¿Eres Luddita o Tecnófilo?

Hoy me apetece analizar dos ideologías enfrentadas: las de aquellos que entienden que la tecnología es la solución para todos los males de la humanidad (tecnófilos) y la de aquellos que por el contrario ven la tecnología como el gran problema para el desarrollo humano (ludditas).

Los orígenes del Luddismo se remontan a principios del siglo XIX. Los seguidores de Nedd Ludd destrozaban la maquinaria en las fábricas de los condados de Yorkshire y Nottinghamshire, temerosos de que aquellos nuevos aparatos pusieran en peligro sus trabajos y su subsistencia. Según ellos, las máquinas producían desempleo y bajos salarios. Al final se les ejecutó públicamente, acabando con sus vidas y restableciendo el orden. Lo más llamativo es lo inútil de su intento, contrario a que la tecnología alterase radicalmente el mundo. Se empeñaron en combatir el futuro. Su mayor contribución a la historia fue la de dar nombre (ludditas) a todo aquel que se opone a la innovación tecnológica.

De la misma forma, el crecimiento vertiginoso y el desarrollo de las nuevas tecnologías de la información han producido en estos últimos años una reacción Neoluddita. Los primeros que utilizaron el término luddita en este contexto fueron Boal y Brook . Existen muchos neoludditas famosos como John Zerzan y Theodore Kaczynski (Unabomber). Al igual que los ludditas originales, los adversarios de los ordenadores y de Internet nos hablan de los terribles efectos de las nuevas tecnologías. Dicen que la lectura llegará a ser cosa del pasado, que la comunicación personal desaparecerá y que nuestros hijos serán adictos a los ordenadores. Ven en la tecnología de la información medio para el aislamiento social radical.

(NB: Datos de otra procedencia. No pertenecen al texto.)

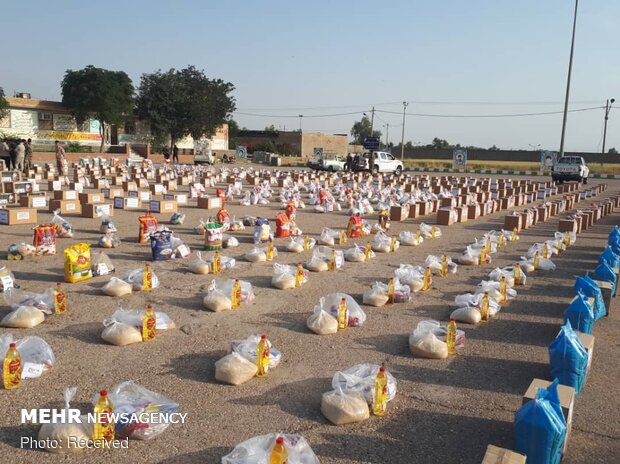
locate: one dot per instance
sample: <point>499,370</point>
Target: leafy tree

Unabomber, portada de TIME

Unabomber, portada de TIME

La expresión más dramática del neoluddismo es el terrorista Unabomber, famoso por su campaña contra la tecnología moderna, que consistía en enviar bombas por correo. En 1978 una serie de universidades y empresas de EEUU fueron el objetivo de las bombas de este personaje. Después de 18 años se le encontró viviendo como un ermitaño en las montañas de Montana, sin luz ni agua. Fue identificado como Ted Kaczynski, licenciado en Harvard en 1962 y antiguo profesor de matemáticas de la Universidad de California en Berkeley . En 1995, Kaczynski chantajeó al New York Times y al Washington Post para que publicaran su famoso manifiesto: “La sociedad industrial y su futuro” , que ahora campea por Internet. Hoy se encuentra detenido y se niega alegar locura como defensa. Su enfrentamiento con la sociedad industrial va en serio, como su brillante y trágico manifiesto.

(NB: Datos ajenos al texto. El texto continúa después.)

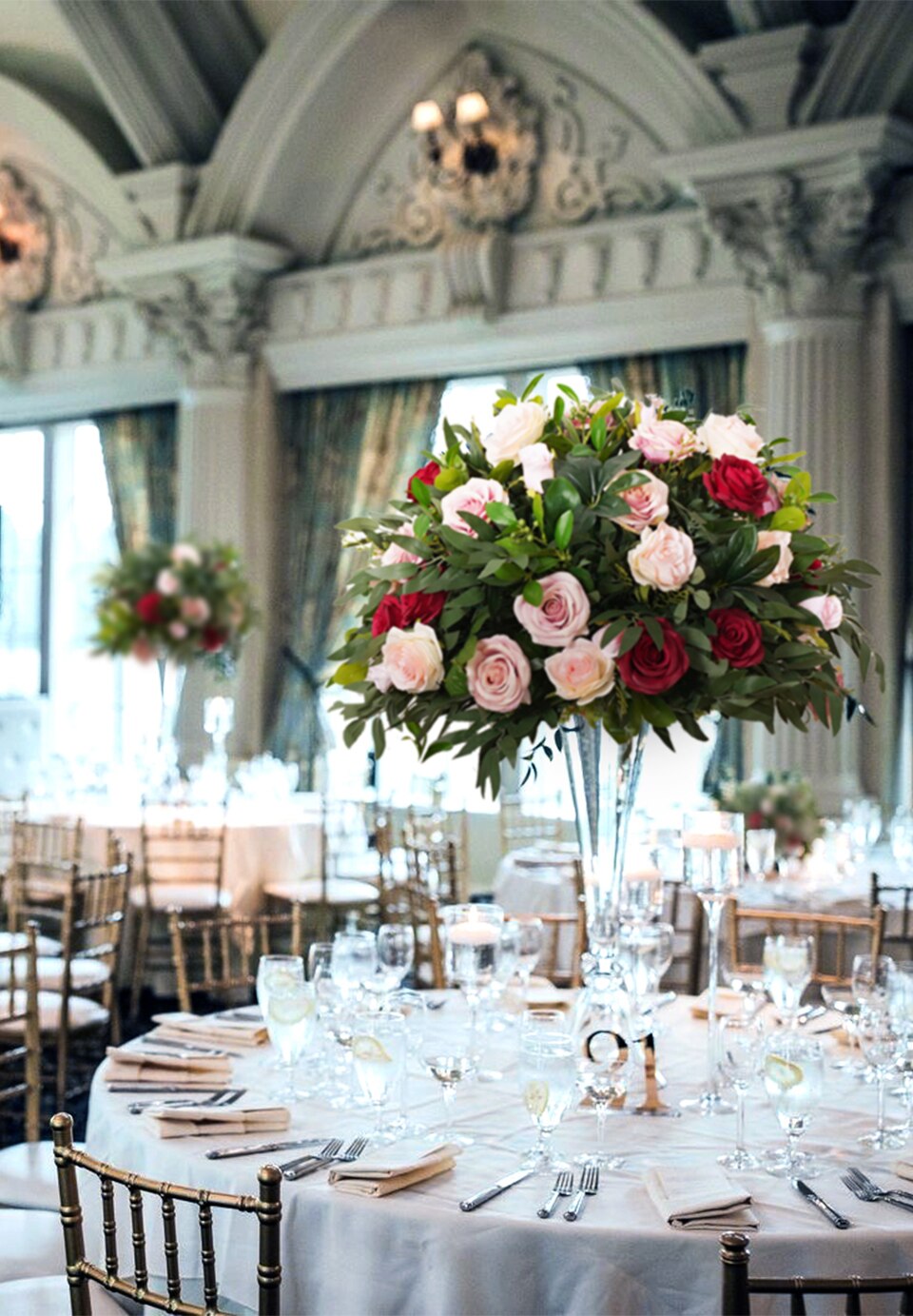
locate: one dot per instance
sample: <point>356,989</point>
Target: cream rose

Lo cierto es que Unambomber le da verosimilitud expresiva a un neoluddismo más extendido de lo que parece y merece que se le preste mucha atención. Analicemos uno de sus párrafos : “La revolución industrial y sus consecuencias han sido un desastre para la raza humana. Han aumentado mucho la esperanza de vida de quienes vivimos en países avanzados, pero han desestabilizado la sociedad, han hecho que la vida sea insatisfactoria, han sometido a indignidades a seres humanos, han producido un sufrimiento psicológico en el Tercer Mundo (también sufrimiento físico) y han infligido grave daño al mundo natural”.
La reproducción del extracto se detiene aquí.